On a conference call Thursday to discuss results, Needs discussed an ongoing investigation by the Federal Trade Commission. On April 6, 2010, the FTC delivered a letter to the company which stated its view that Asset Acceptance may have engaged in certain violations of those laws, offered the company an opportunity to resolve the matter through consent negotiations, and forwarded a proposed consent decree. Needs said Thursday that the company does not expect the resolution of the matter to have a material adverse impact on the business, but that external legal expenses would be higher than normal until the action is resolved.
The company formally introduced new Chief Financial Officer Reid Simpson. Simpson was announced as the new CFO April 30 (“Executive Change: Asset Acceptance Names Reid E. Simpson Chief Financial Officer,” April 30).
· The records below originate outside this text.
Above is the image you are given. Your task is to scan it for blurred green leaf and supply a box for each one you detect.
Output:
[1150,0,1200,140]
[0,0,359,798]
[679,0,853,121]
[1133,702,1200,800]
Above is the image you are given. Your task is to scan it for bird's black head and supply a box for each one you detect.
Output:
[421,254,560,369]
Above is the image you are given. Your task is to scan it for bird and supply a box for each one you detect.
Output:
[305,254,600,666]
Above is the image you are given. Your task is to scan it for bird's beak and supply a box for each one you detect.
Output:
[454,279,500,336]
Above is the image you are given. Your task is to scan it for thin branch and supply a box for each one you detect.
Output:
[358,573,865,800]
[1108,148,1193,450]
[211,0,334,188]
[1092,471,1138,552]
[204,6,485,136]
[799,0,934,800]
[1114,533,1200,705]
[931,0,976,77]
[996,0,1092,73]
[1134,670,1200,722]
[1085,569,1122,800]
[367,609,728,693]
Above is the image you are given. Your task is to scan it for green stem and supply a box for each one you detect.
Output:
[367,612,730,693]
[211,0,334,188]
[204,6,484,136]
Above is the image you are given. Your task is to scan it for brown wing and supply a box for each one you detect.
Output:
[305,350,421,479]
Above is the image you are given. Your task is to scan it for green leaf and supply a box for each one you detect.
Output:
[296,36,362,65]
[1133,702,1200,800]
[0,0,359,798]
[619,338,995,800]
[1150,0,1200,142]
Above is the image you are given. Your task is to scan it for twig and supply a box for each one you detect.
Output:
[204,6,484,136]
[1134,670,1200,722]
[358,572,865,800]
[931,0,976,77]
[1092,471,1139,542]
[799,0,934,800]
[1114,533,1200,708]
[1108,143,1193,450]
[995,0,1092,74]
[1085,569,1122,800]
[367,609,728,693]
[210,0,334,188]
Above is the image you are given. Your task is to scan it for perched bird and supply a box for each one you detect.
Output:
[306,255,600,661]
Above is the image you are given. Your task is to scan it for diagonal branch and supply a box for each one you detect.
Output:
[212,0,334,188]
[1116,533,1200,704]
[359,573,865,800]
Asset Acceptance also disclosed a strategic acquisition and divestiture during the second quarter of 2010. The company sold its medical receivables portfolio – acquired from PARC – to Capio Partners. Needs said on the conference call that the sale of the portfolio will simplify business operations and that self-pay healthcare receivables did not align with Asset Acceptance’s strategy going forward given the uncertainty surrounding medical debt. The company expects proceeds of $1 million to $1.5 million from the sale, but will incur restructuring charges of $1.3 million when it closes the Deerfield Beach, Fla. office that housed the PARC servicing operations.
The company also announced that it had acquird BSI eeSolutions, makers of the Cogent brand of collection software. Asset Acceptance had been implementing the collection system to replace its legacy collection software and said that it made the acquisition “to protect our investment in the software we acquired and to enhance our ability to successfully implement it.” The company said that it expects the deal to be neutral to earnings and did not disclose financial specifics of the purchase.